Depuis sa démission annoncée le 4 novembre depuis l'Arabie saoudite, d'où il a dénoncé la "mainmise" de l'Iran sur son pays, Saad Hariri n'est pas rentré au Liban pour présenter officiellement sa démission. Et ce malgré les appels unanimes de la classe politique libanaise, y compris de la part du Courant du Futur, le parti de M. Hariri. Ces derniers jours, plusieurs hauts responsables libanais ont même affirmé que le Premier ministre est retenu contre son gré dans la capitale saoudienne. Mais dans une première interview depuis sa démission, Saad Hariri a affirmé dimanche qu'il allait rentrer "très bientôt" dans son pays, assurant être "libre" en Arabie saoudite. Mardi, il a de nouveau annoncé son retour "dans les deux prochains jours", après une rencontre à Riyad avec le patriarche maronite, Béchara Raï. Ce dernier s'est dit "convaincu" par les motifs de la démission de Saad Hariri.
Les déclarations de M. Aoun interviennent au lendemain d'une tournée effectuée par le ministre libanais des Affaires étrangères, Gebran Bassil, en Europe. M. Bassil a notamment été reçu par le président français Emmanuel Macron qui a "réitéré son souhait que Saad Hariri puisse se rendre au Liban comme il l'a annoncé. M. Bassil a de son côté "insisté sur la nécessité que M. Hariri puisse se rendre à Beyrouth dans les tout prochains jours pour officialiser sa démission, s'il le souhaite". "Ce qui nous importe, c'est qu'il soit dans des conditions libres et non comme aujourd'hui dans une situation ambiguë et pas normale", a souligné le chef de la diplomatie libanaise. Et d'insister : "La seule chose qui prouve qu'il est libre de rentrer c'est qu'il rentre". "Nous espérons ne pas avoir à recourir aux lois internationales", a-t-il également averti.

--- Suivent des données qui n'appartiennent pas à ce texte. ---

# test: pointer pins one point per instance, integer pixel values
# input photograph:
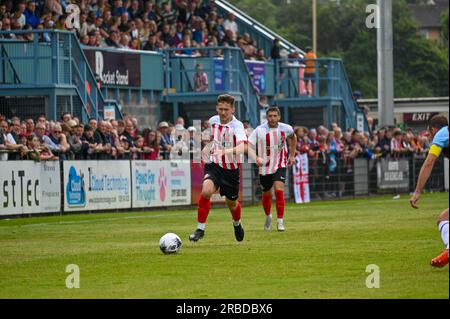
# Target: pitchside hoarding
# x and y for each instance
(29, 187)
(393, 173)
(161, 183)
(96, 185)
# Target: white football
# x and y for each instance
(170, 243)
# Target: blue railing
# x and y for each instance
(53, 58)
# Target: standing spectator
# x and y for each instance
(57, 142)
(166, 143)
(3, 12)
(19, 16)
(230, 24)
(310, 70)
(30, 14)
(201, 79)
(53, 7)
(151, 146)
(168, 15)
(275, 53)
(134, 10)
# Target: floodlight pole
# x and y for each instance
(385, 63)
(314, 26)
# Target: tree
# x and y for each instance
(420, 66)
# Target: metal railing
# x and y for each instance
(53, 58)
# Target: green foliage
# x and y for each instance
(420, 66)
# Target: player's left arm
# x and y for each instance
(424, 174)
(292, 142)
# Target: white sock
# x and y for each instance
(443, 228)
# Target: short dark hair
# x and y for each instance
(438, 121)
(273, 109)
(226, 98)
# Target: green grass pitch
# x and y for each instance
(323, 253)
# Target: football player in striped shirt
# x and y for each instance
(268, 145)
(222, 157)
(438, 128)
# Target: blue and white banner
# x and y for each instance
(28, 187)
(161, 183)
(96, 185)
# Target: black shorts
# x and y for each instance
(267, 181)
(226, 180)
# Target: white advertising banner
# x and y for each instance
(29, 187)
(161, 183)
(97, 185)
(301, 179)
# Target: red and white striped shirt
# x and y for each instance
(270, 144)
(225, 137)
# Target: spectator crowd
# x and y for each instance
(41, 139)
(69, 139)
(151, 25)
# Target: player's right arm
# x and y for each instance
(439, 141)
(251, 150)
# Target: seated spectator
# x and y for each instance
(166, 143)
(77, 147)
(151, 146)
(30, 14)
(56, 142)
(37, 152)
(200, 80)
(89, 143)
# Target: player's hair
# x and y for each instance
(273, 109)
(226, 98)
(438, 121)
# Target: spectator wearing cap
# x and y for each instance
(166, 143)
(201, 83)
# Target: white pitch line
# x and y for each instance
(98, 220)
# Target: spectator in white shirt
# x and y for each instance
(230, 24)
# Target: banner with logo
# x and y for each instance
(115, 68)
(300, 172)
(393, 173)
(29, 187)
(96, 185)
(161, 183)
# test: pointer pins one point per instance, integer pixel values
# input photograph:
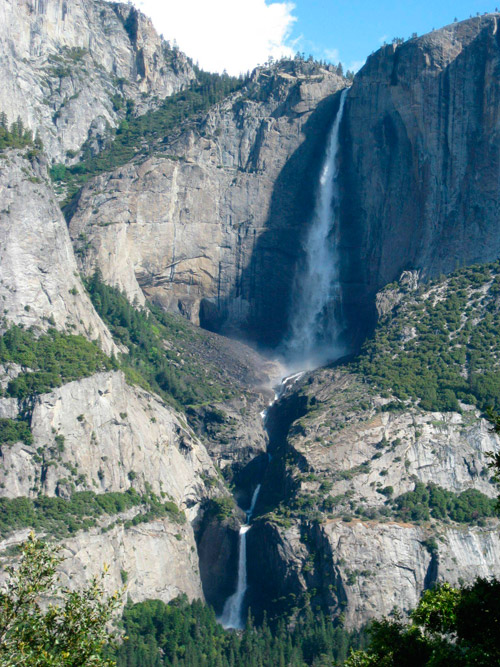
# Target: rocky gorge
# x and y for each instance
(142, 330)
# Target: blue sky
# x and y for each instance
(352, 29)
(239, 34)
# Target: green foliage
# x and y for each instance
(187, 635)
(53, 359)
(61, 517)
(156, 342)
(454, 352)
(220, 508)
(426, 501)
(458, 627)
(71, 633)
(14, 430)
(16, 136)
(138, 135)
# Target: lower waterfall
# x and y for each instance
(315, 327)
(232, 614)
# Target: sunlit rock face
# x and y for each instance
(65, 65)
(212, 226)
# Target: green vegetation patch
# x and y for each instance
(185, 634)
(159, 357)
(441, 346)
(60, 517)
(15, 136)
(53, 358)
(426, 501)
(15, 430)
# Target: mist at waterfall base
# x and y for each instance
(317, 321)
(315, 327)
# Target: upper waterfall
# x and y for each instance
(316, 320)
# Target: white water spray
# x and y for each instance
(232, 614)
(317, 321)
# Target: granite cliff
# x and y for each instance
(68, 67)
(420, 160)
(208, 223)
(198, 227)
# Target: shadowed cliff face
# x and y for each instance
(211, 226)
(420, 161)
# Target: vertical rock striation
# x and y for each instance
(421, 160)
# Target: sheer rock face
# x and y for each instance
(39, 280)
(363, 569)
(212, 227)
(158, 560)
(421, 160)
(114, 437)
(347, 448)
(62, 61)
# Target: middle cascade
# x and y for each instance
(316, 322)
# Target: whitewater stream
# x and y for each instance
(315, 327)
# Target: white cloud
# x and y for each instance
(356, 65)
(235, 35)
(332, 55)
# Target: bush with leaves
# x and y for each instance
(69, 633)
(459, 627)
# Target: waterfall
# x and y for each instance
(316, 322)
(232, 614)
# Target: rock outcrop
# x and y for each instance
(102, 434)
(420, 161)
(39, 280)
(333, 530)
(212, 227)
(67, 68)
(152, 560)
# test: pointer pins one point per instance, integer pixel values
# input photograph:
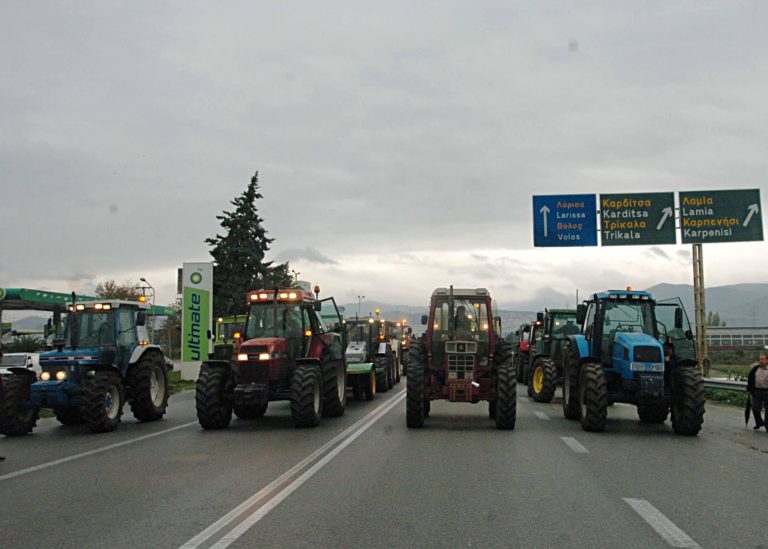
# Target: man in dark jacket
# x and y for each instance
(757, 386)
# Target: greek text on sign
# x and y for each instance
(564, 220)
(720, 216)
(638, 218)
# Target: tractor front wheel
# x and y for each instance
(593, 397)
(414, 402)
(306, 395)
(688, 402)
(543, 380)
(15, 417)
(104, 398)
(214, 410)
(148, 380)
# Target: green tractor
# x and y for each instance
(544, 368)
(370, 360)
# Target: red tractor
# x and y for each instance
(461, 358)
(291, 348)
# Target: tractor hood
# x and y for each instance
(356, 352)
(83, 355)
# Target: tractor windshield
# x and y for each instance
(290, 321)
(90, 328)
(628, 316)
(563, 325)
(358, 331)
(468, 320)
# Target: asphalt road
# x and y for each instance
(364, 480)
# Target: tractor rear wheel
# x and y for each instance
(334, 388)
(382, 373)
(593, 397)
(415, 407)
(652, 412)
(370, 385)
(306, 395)
(148, 380)
(254, 411)
(214, 410)
(104, 398)
(543, 380)
(69, 415)
(506, 388)
(15, 418)
(688, 402)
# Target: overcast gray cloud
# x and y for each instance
(404, 130)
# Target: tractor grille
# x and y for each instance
(461, 366)
(647, 353)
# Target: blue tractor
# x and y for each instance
(103, 361)
(635, 350)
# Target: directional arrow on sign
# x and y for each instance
(544, 211)
(753, 209)
(667, 214)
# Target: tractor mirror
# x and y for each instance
(581, 313)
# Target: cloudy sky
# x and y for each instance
(398, 145)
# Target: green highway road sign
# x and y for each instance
(720, 216)
(637, 218)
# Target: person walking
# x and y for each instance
(757, 387)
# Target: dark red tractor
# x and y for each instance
(291, 348)
(461, 358)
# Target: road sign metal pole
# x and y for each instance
(700, 308)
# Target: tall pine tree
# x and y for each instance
(239, 264)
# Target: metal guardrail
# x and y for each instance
(725, 384)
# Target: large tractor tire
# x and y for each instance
(414, 400)
(688, 402)
(593, 397)
(652, 412)
(104, 397)
(543, 380)
(148, 380)
(334, 389)
(369, 389)
(69, 415)
(254, 411)
(506, 388)
(382, 373)
(307, 395)
(15, 418)
(214, 409)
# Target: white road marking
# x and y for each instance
(59, 461)
(353, 432)
(663, 526)
(574, 445)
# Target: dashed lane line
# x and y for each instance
(673, 535)
(574, 445)
(95, 451)
(258, 508)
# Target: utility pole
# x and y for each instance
(700, 308)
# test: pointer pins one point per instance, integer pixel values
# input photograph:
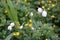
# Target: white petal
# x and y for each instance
(12, 24)
(21, 27)
(40, 10)
(44, 13)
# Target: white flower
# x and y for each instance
(31, 14)
(12, 24)
(32, 28)
(44, 13)
(21, 27)
(40, 10)
(9, 28)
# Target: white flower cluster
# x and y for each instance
(10, 26)
(44, 12)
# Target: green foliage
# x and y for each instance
(38, 28)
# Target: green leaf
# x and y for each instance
(9, 36)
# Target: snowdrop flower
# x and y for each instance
(9, 28)
(44, 13)
(31, 14)
(12, 24)
(32, 28)
(21, 27)
(40, 10)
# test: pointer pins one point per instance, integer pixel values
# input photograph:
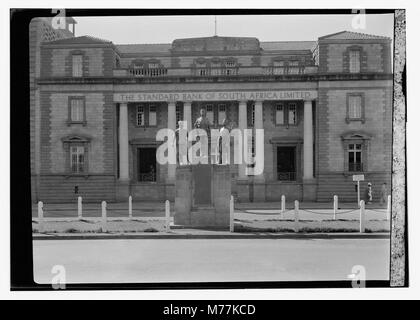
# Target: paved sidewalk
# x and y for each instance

Le chef de la diplomatie française Jean-Yves Le Drian est attendu mercredi soir à Riyad, où il doit notamment rencontrer le prince héritier, Mohammed ben Salmane. Il va rencontrer aussi Saad Hariri jeudi, a-t-on appris dans l'entourage de M. Le Drian. "Comme il y a la question de savoir à quel moment (Saad) Hariri compte quitter le territoire saoudien" pour le Liban, l'horaire de la rencontre avec M. Le Drian est "susceptible d'ajustement", a prévenu Paris, preuve du grand flou actuel.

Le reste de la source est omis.